2 Ekim 2025 Perşembe

Nargileye Gelir miydi?

Bugün yine kendim içtim nargilemi Blog. Yalnız takılmayı yıllar önce bırakmıştım birileri sayesinde ya da yüzünden... bilmiyorum. Şimdi yine yalnızım, "bunu yalnız yapmam herhalde" dediğim şeyleri daha sık yapar oldum Blog. İnsanların beni gittiğim mekanlarda kolayca tanıyacağı şeyleri yapar oldum. Keyif mi alıyorum yoksa yalnızlığımı mı dolduruyorum, bilmiyorum; ama yalnız yapıyorum.

Çıkmayacaktım dışarı. Erkenden duş almış, kahvaltımı yapmış, odama çekilmiştim evde tek başıma, biraz da sessizliği dinlerim belki diye. Bu sefer de ufak da olsa bir deprem beni yalnız bırakmadı. "Kalk, giyin ve çık evden Arif!" dedi resmen. Zaten her yerim korkudan titrerken öyle duramazdım galiba evde.
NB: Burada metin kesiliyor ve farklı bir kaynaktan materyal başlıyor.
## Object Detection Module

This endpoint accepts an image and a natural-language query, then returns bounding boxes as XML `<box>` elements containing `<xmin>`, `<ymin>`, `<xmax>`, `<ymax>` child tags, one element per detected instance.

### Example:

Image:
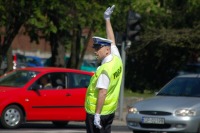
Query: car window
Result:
<box><xmin>67</xmin><ymin>72</ymin><xmax>91</xmax><ymax>88</ymax></box>
<box><xmin>51</xmin><ymin>73</ymin><xmax>65</xmax><ymax>89</ymax></box>
<box><xmin>16</xmin><ymin>54</ymin><xmax>27</xmax><ymax>63</ymax></box>
<box><xmin>26</xmin><ymin>56</ymin><xmax>43</xmax><ymax>67</ymax></box>
<box><xmin>0</xmin><ymin>70</ymin><xmax>39</xmax><ymax>87</ymax></box>
<box><xmin>30</xmin><ymin>72</ymin><xmax>91</xmax><ymax>90</ymax></box>
<box><xmin>157</xmin><ymin>77</ymin><xmax>200</xmax><ymax>97</ymax></box>
<box><xmin>27</xmin><ymin>57</ymin><xmax>37</xmax><ymax>64</ymax></box>
<box><xmin>83</xmin><ymin>60</ymin><xmax>93</xmax><ymax>67</ymax></box>
<box><xmin>32</xmin><ymin>73</ymin><xmax>65</xmax><ymax>90</ymax></box>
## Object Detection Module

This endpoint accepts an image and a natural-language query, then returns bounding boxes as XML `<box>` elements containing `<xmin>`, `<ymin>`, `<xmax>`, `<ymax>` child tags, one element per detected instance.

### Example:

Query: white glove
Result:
<box><xmin>104</xmin><ymin>5</ymin><xmax>115</xmax><ymax>20</ymax></box>
<box><xmin>94</xmin><ymin>113</ymin><xmax>102</xmax><ymax>129</ymax></box>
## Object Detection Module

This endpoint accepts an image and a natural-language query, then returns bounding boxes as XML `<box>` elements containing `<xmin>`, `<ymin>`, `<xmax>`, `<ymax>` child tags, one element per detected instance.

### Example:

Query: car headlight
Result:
<box><xmin>128</xmin><ymin>107</ymin><xmax>138</xmax><ymax>114</ymax></box>
<box><xmin>175</xmin><ymin>109</ymin><xmax>196</xmax><ymax>116</ymax></box>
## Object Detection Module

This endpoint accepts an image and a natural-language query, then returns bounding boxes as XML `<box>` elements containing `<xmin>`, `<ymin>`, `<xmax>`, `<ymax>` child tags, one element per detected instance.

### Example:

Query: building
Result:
<box><xmin>11</xmin><ymin>27</ymin><xmax>95</xmax><ymax>59</ymax></box>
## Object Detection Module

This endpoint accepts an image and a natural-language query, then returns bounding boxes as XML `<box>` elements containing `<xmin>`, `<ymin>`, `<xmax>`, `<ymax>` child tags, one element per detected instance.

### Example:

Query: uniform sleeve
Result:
<box><xmin>96</xmin><ymin>73</ymin><xmax>110</xmax><ymax>89</ymax></box>
<box><xmin>111</xmin><ymin>45</ymin><xmax>121</xmax><ymax>59</ymax></box>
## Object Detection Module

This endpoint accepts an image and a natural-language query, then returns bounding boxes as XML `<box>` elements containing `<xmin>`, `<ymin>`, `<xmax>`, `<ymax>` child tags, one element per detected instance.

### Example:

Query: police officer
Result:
<box><xmin>85</xmin><ymin>5</ymin><xmax>123</xmax><ymax>133</ymax></box>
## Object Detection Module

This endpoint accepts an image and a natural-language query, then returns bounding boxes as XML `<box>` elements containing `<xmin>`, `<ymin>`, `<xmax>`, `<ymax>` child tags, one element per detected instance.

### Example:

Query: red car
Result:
<box><xmin>0</xmin><ymin>67</ymin><xmax>93</xmax><ymax>129</ymax></box>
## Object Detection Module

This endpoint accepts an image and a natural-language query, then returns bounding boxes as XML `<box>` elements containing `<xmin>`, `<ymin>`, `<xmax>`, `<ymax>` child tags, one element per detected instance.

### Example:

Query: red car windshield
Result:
<box><xmin>0</xmin><ymin>70</ymin><xmax>39</xmax><ymax>87</ymax></box>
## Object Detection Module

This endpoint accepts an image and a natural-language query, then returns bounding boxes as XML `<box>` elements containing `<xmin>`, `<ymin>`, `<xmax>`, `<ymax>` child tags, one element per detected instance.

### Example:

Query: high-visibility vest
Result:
<box><xmin>85</xmin><ymin>55</ymin><xmax>123</xmax><ymax>115</ymax></box>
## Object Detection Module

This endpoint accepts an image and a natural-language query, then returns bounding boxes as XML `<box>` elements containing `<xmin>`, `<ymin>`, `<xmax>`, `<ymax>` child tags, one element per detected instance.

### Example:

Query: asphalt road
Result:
<box><xmin>0</xmin><ymin>121</ymin><xmax>131</xmax><ymax>133</ymax></box>
<box><xmin>0</xmin><ymin>97</ymin><xmax>138</xmax><ymax>133</ymax></box>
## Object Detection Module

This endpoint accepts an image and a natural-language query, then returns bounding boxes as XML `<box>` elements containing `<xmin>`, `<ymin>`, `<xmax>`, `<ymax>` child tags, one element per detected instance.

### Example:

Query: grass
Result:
<box><xmin>124</xmin><ymin>89</ymin><xmax>155</xmax><ymax>98</ymax></box>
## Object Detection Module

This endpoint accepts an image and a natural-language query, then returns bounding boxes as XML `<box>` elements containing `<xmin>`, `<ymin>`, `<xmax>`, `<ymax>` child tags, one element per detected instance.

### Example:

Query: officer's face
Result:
<box><xmin>94</xmin><ymin>46</ymin><xmax>110</xmax><ymax>61</ymax></box>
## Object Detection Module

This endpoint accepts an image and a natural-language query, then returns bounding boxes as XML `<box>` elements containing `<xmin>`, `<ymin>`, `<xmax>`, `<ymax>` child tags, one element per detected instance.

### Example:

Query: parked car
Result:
<box><xmin>44</xmin><ymin>56</ymin><xmax>97</xmax><ymax>72</ymax></box>
<box><xmin>0</xmin><ymin>67</ymin><xmax>93</xmax><ymax>129</ymax></box>
<box><xmin>13</xmin><ymin>53</ymin><xmax>28</xmax><ymax>69</ymax></box>
<box><xmin>1</xmin><ymin>53</ymin><xmax>27</xmax><ymax>74</ymax></box>
<box><xmin>0</xmin><ymin>57</ymin><xmax>7</xmax><ymax>75</ymax></box>
<box><xmin>81</xmin><ymin>59</ymin><xmax>97</xmax><ymax>72</ymax></box>
<box><xmin>26</xmin><ymin>56</ymin><xmax>44</xmax><ymax>67</ymax></box>
<box><xmin>126</xmin><ymin>74</ymin><xmax>200</xmax><ymax>133</ymax></box>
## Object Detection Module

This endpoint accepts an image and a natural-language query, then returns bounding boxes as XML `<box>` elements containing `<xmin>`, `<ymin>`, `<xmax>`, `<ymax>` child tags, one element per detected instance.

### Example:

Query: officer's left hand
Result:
<box><xmin>104</xmin><ymin>5</ymin><xmax>115</xmax><ymax>20</ymax></box>
<box><xmin>94</xmin><ymin>113</ymin><xmax>102</xmax><ymax>129</ymax></box>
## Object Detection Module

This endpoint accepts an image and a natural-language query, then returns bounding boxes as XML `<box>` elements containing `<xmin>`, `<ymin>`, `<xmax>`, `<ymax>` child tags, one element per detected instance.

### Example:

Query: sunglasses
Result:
<box><xmin>93</xmin><ymin>46</ymin><xmax>105</xmax><ymax>51</ymax></box>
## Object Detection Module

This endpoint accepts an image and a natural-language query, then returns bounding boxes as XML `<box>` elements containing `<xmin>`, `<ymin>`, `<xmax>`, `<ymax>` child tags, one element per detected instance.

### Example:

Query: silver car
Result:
<box><xmin>126</xmin><ymin>74</ymin><xmax>200</xmax><ymax>133</ymax></box>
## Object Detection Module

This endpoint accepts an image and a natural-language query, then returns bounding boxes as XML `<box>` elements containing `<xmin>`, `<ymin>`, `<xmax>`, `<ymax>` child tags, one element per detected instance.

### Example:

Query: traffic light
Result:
<box><xmin>126</xmin><ymin>10</ymin><xmax>141</xmax><ymax>42</ymax></box>
<box><xmin>115</xmin><ymin>32</ymin><xmax>126</xmax><ymax>45</ymax></box>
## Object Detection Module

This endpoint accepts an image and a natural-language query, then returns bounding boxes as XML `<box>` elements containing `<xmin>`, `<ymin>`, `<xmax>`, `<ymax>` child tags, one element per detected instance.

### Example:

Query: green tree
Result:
<box><xmin>0</xmin><ymin>0</ymin><xmax>59</xmax><ymax>71</ymax></box>
<box><xmin>0</xmin><ymin>0</ymin><xmax>104</xmax><ymax>72</ymax></box>
<box><xmin>0</xmin><ymin>0</ymin><xmax>36</xmax><ymax>72</ymax></box>
<box><xmin>1</xmin><ymin>0</ymin><xmax>200</xmax><ymax>93</ymax></box>
<box><xmin>125</xmin><ymin>0</ymin><xmax>200</xmax><ymax>92</ymax></box>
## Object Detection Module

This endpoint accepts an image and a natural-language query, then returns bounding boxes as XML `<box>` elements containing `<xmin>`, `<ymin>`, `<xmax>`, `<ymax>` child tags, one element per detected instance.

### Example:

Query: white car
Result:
<box><xmin>126</xmin><ymin>74</ymin><xmax>200</xmax><ymax>133</ymax></box>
Şimdi de yalnızım. Hem fiziksel, hem duygusal, hem de ruhsal olarak... Aklıma "acaba yine deprem olur mu? Belki bu sefer hazır evde tek başımayken ölür gider miyim?" şeklinde korkular var. Ablama da geçmedim. İçtim nargilemi, döndüm evime. Ve seninleyim. Çok da derinlere inmek istemiyorum, öyle her şeyi unutan, boş veren, yumuşayan bir Arif'den ve bu Arif'in kullanılmış hissinden nefret eden bir haldeyim. Bir şarkıyla ayrılayacağım.